I want to be delicate in these next comments. I’m pretty sure this is an English as a Second Language adventure. And that’s great. I love adventures from outside the english-speaking world. The various takes on things, influenced by their own cultures, Scandinavian, French, Asian, are all great and I would hate for this comment to be viewed as a pushback. And lord knows their english is better than any language I know. I tend to overlook a lot of minor things, but when it starts to interfere with comprehension then it’s a problem. A quick read-through by a native english speaker, with a highlighter, could have perhaps focused the designers attention on certain areas that could use a second look. It’s a relatively minor thing in this, but it does stick out a little more than some of the French or Scandinavian stuff I’ve seen. Not a full on editor, just a pass off to friend with a request to highlight the more awkward sentences/phrases.
And there’s no level present? On the cover or the DriveThru description or in the description?
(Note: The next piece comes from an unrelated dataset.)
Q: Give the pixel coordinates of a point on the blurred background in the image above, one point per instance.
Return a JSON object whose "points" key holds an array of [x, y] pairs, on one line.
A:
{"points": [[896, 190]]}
Imaginative, the bones of something good, but the “good” interactivity is lacking, with little drive to explore (almost no treasure at all) and risk, combined with a somewhat “normal” writing style in paragraph form that hides information from scanning and location during play.
This is Pay What You Want at Drivethru with a suggested price of $2.50. It’s PWYW, so you, in a sense, get the preview for free. But, it also provides the ENTIRE thing as a preview, for free. I’ve seen a couple of products lately do this and I’ll on board for it to be a trend in 2019 and beyond. There’s so much shit on DriveThru that a requirement to post the entire thing in the preview would also be a blessing.